Nun steht in wenigen Tagen der meteorologische Sommeranfang bevor. Am Strand ist das längst unübersehbar: Die Saisonausstattung ist vollständig. Strandkörbe, Plankenwege, Spielgeräte, Umkleidehäuschen, Duschen, alles da. Austernfischerküken tapsen durchs Gras, die Highland-Rinder säugen zottelige Kälbchen mit honigfarbenem Fell. Durch die Salzwiesen streicht der Wind und enthüllt ihr sommerliches Farbenspiel.
Dahinter liegen die weiten Wattflächen.
Ich sehe mir das alles an und sehe es dabei doch irgendwie nicht; ich sehe diesen Sommer nur mit den Augen. Herz und Seele schweigen. Die Farbenpracht ist wunderschön und die Tierkinder sind entzückend, und ich weiß, was ich bei dem Anblick fühlen sollte, aber ich fühle nichts. Da ist wieder diese Milchglasscheibe und diese Schallschutzmatte zwischen mir und der Welt; hochgezogen von irgendeiner Leibgarde meiner Seele, über die ich nicht befehlen kann. Die Depression ist zurück.
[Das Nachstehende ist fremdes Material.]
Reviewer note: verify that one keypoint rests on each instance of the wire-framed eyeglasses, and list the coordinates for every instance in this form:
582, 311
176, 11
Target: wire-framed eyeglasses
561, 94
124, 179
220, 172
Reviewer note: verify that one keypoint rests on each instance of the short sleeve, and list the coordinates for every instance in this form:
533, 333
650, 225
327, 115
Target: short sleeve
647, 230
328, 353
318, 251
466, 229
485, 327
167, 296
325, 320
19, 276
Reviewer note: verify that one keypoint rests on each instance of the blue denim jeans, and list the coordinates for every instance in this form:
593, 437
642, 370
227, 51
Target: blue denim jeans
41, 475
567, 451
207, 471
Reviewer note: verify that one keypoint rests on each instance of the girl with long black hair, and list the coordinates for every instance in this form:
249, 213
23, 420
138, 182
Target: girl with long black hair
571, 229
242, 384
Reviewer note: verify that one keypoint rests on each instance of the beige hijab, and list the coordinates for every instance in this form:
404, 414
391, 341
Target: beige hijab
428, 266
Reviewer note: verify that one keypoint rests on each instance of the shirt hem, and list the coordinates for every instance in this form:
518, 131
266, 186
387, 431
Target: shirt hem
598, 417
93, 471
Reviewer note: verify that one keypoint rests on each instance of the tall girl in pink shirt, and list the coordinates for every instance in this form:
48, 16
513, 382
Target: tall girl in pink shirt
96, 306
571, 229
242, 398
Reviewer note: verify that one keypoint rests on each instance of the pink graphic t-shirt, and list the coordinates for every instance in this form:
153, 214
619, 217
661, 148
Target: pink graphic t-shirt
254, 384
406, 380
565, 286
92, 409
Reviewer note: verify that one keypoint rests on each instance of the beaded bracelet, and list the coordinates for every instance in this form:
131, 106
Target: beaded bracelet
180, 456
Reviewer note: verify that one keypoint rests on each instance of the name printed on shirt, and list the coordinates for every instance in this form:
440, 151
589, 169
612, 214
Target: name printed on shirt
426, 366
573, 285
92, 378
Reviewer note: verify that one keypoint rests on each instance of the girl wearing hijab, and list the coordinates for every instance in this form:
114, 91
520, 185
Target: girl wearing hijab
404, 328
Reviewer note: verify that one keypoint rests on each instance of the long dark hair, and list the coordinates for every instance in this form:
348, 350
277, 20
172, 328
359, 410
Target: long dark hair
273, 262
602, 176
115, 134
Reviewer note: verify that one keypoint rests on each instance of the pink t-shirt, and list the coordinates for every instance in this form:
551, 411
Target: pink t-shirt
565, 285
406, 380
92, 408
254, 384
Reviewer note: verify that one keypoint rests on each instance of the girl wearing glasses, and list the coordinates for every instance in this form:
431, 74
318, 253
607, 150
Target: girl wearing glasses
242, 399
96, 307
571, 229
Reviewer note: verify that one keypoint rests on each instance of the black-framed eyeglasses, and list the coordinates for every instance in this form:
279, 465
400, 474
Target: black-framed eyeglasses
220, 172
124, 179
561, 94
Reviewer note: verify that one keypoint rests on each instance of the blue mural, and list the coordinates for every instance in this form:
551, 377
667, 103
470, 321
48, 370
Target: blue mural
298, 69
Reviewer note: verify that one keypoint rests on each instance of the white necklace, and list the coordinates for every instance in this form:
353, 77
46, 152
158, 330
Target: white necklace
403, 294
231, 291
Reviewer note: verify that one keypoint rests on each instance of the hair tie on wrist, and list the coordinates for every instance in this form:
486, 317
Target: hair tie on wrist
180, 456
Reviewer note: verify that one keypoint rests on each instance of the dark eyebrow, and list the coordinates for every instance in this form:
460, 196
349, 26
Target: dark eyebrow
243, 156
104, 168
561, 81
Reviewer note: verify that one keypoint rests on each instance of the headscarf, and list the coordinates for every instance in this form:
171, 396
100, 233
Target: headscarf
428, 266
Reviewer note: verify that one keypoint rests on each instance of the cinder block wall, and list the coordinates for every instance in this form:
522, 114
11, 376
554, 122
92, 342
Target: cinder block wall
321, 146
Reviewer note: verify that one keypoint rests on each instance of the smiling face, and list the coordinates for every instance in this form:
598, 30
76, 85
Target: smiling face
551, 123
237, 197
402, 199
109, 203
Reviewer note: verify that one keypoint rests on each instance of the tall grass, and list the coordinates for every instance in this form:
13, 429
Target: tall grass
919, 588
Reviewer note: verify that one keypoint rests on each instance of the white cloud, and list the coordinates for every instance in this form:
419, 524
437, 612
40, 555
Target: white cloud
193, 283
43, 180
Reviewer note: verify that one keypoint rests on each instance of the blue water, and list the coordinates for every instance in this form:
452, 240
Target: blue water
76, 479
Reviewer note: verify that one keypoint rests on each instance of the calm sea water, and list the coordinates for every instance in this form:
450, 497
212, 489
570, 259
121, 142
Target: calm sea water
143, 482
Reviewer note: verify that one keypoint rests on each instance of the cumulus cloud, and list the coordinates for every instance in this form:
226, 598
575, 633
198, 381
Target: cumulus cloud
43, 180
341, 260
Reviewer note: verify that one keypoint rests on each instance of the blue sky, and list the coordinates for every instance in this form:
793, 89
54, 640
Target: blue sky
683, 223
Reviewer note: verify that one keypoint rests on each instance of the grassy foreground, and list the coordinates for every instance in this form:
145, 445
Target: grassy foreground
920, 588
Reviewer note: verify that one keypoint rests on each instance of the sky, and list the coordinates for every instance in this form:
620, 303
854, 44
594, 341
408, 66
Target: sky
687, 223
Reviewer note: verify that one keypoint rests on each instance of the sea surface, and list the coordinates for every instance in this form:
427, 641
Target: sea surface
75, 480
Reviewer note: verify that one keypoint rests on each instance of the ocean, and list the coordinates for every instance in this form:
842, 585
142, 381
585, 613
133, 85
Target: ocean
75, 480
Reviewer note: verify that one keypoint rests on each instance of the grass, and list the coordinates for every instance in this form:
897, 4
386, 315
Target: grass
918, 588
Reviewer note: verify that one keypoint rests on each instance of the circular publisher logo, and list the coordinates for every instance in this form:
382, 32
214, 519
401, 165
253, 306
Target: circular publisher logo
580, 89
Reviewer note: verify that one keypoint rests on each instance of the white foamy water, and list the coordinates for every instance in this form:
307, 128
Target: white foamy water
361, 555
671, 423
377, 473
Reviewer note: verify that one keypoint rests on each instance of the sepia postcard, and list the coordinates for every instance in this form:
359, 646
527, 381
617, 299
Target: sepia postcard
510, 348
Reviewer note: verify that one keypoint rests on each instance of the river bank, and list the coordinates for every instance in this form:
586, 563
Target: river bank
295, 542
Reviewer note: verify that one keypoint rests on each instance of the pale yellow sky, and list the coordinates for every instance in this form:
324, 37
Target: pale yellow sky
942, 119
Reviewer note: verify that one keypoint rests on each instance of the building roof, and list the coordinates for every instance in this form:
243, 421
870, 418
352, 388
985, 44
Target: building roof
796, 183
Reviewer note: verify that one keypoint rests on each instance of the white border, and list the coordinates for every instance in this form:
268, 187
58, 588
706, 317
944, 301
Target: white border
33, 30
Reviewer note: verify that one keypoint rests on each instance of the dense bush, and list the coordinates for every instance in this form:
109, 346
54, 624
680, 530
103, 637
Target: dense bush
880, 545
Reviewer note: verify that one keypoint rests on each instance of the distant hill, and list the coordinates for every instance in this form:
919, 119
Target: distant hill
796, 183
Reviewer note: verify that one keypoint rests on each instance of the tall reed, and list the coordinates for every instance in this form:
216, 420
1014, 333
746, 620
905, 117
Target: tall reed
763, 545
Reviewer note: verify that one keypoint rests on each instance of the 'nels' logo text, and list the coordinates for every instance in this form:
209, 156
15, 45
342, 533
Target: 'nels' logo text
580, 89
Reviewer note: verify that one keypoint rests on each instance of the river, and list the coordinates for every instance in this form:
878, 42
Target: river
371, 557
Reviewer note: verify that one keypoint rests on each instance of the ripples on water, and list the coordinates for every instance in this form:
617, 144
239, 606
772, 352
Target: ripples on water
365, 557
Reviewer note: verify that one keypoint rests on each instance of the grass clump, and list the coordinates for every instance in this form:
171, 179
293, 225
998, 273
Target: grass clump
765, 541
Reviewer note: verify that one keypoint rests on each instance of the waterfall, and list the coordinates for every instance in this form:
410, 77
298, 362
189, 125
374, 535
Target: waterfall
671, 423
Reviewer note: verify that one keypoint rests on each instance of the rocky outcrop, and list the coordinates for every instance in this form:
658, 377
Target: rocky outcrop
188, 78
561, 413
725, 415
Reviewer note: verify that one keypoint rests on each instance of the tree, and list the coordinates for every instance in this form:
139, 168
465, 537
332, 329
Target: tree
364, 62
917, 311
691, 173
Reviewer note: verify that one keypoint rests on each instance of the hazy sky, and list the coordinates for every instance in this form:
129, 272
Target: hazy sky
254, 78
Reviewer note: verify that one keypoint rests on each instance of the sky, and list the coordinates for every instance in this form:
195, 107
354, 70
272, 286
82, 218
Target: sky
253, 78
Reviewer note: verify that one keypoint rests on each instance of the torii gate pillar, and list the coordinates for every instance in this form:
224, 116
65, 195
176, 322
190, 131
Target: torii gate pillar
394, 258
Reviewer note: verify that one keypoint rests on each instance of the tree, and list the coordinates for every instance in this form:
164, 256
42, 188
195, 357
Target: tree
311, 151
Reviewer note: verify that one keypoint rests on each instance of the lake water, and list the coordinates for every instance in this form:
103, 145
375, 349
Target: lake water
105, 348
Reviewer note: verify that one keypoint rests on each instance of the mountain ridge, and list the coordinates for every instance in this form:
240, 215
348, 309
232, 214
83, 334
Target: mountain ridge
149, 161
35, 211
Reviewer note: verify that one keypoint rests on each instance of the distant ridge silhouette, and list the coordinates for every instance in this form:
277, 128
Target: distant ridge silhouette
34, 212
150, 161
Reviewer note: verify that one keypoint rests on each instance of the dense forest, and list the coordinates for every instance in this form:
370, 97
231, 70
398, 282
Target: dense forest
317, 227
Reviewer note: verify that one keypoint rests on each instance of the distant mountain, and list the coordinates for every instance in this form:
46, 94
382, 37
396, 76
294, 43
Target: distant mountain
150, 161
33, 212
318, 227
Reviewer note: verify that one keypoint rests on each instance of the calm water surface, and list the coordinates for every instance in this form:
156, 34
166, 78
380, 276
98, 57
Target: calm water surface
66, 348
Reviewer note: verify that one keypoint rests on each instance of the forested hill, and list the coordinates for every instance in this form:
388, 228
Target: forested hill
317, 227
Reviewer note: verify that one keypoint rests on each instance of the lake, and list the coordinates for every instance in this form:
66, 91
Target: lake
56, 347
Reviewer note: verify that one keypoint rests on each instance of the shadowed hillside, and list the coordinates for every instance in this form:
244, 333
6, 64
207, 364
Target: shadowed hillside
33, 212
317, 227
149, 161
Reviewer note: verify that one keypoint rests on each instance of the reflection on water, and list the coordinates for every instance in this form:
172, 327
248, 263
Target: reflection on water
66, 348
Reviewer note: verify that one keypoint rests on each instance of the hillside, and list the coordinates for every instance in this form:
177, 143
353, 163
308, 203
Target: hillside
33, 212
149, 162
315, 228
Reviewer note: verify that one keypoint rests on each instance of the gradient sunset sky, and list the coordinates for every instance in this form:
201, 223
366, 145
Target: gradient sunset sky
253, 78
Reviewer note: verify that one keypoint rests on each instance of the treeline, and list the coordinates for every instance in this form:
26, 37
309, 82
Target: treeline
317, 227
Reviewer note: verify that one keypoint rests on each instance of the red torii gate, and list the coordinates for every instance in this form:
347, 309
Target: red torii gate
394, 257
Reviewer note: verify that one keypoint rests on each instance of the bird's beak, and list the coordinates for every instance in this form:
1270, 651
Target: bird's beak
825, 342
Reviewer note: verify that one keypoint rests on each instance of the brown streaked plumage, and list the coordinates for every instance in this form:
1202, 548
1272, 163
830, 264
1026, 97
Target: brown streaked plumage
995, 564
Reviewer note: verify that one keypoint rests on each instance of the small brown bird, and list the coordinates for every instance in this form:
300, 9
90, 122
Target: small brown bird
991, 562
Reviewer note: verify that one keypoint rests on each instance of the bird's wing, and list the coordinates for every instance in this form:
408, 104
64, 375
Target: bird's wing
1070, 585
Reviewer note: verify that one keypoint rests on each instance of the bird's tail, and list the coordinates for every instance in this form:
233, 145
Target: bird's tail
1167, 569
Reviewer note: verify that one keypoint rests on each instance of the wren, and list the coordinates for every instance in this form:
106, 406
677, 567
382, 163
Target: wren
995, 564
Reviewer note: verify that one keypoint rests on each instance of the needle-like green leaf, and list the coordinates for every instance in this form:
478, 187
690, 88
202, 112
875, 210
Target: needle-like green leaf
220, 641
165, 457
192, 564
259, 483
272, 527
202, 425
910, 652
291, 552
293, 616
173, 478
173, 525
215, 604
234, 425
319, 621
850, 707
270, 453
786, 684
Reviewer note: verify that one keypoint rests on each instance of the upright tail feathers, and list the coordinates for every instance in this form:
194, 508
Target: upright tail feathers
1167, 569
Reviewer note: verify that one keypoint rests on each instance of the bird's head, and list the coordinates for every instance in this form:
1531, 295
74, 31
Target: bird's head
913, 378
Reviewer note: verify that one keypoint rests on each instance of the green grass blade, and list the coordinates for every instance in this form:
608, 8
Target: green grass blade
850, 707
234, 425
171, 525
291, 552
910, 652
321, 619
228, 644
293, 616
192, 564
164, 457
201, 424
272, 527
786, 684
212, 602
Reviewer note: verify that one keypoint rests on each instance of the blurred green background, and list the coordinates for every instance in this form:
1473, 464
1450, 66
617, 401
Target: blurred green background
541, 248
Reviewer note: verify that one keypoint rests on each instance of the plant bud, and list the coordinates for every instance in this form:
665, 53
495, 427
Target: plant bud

Nun höre ich schon wieder das Geunke, wie ich denn unglücklich sein könne, denn ich hätte doch alles, allem voran eine Wohnung am Meer, aber man kann tatsächlich eine depressive Episode haben, ohne unglücklich zu sein, denn Depressionen sind nunmal eine Krankheit — und kein temporärer Gemütszustand oder gar ein Gefühl. Vielmehr gehen Depressionen mit einer Art Gefühlstaubheit einher; man ist weder traurig noch fröhlich, sondern einfach … gar nicht. Eine atmende Hülle, die nach außen hin noch eine Weile funktioniert, wie sie es trainiert hat, aber auch das ist endlich. Sonst ist da nichts. Und hinter dem Funktionsmodus nur noch Leere.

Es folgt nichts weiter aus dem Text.